Living in Asia did wonders for my liking of vegetables, though. I can now eat green things—even like them. But when I traveled back to the States and ate a meal with my parents, Dad always teased. When I was a teenager, he’d say, “Gerrit, watch out—you missed an onion.” Well, on these trips home in my 30s and 40s, that phrase morphed into, “Gerrit, watch out—you might get an onion on your fork.” Dad teased me about it until I turned fifty, at which point Mom said, “That’s enough!” So for the last couple of years, I’ve been hassle-free when we get together for a meal.
That’s because now, I eat almost everything, and fast. I still have a couple of holdouts, but even on those, I’m giving up. I enjoy teasing my kids about not eating tomatoes, or mushrooms, or whatever, so in order to be on strong footing to tease them, I have to eat anything and everything. (Guess I got my dad's teasing gene--chip off the old block).

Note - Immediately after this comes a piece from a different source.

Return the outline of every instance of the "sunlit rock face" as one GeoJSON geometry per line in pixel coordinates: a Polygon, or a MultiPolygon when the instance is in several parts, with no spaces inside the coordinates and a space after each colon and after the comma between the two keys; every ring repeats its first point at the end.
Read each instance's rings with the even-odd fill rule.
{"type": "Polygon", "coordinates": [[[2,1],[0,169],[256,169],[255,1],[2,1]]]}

When I was young, I had to learn about lots of things that were not healthy for me to put in my mouth, like coins, rocks, leaves…and dog food. Now, I have to learn not to put things into my mouth—things that make my stomach extend over my belt. I feel like a little kid all over again who sneaks things into the mouth that shouldn’t go there—like chocolate, sourdough bread and butter (my favorite), potato chips, and in general, yummy things.
Oh, why oh why must we make such rules about what can and can’t go into our mouths????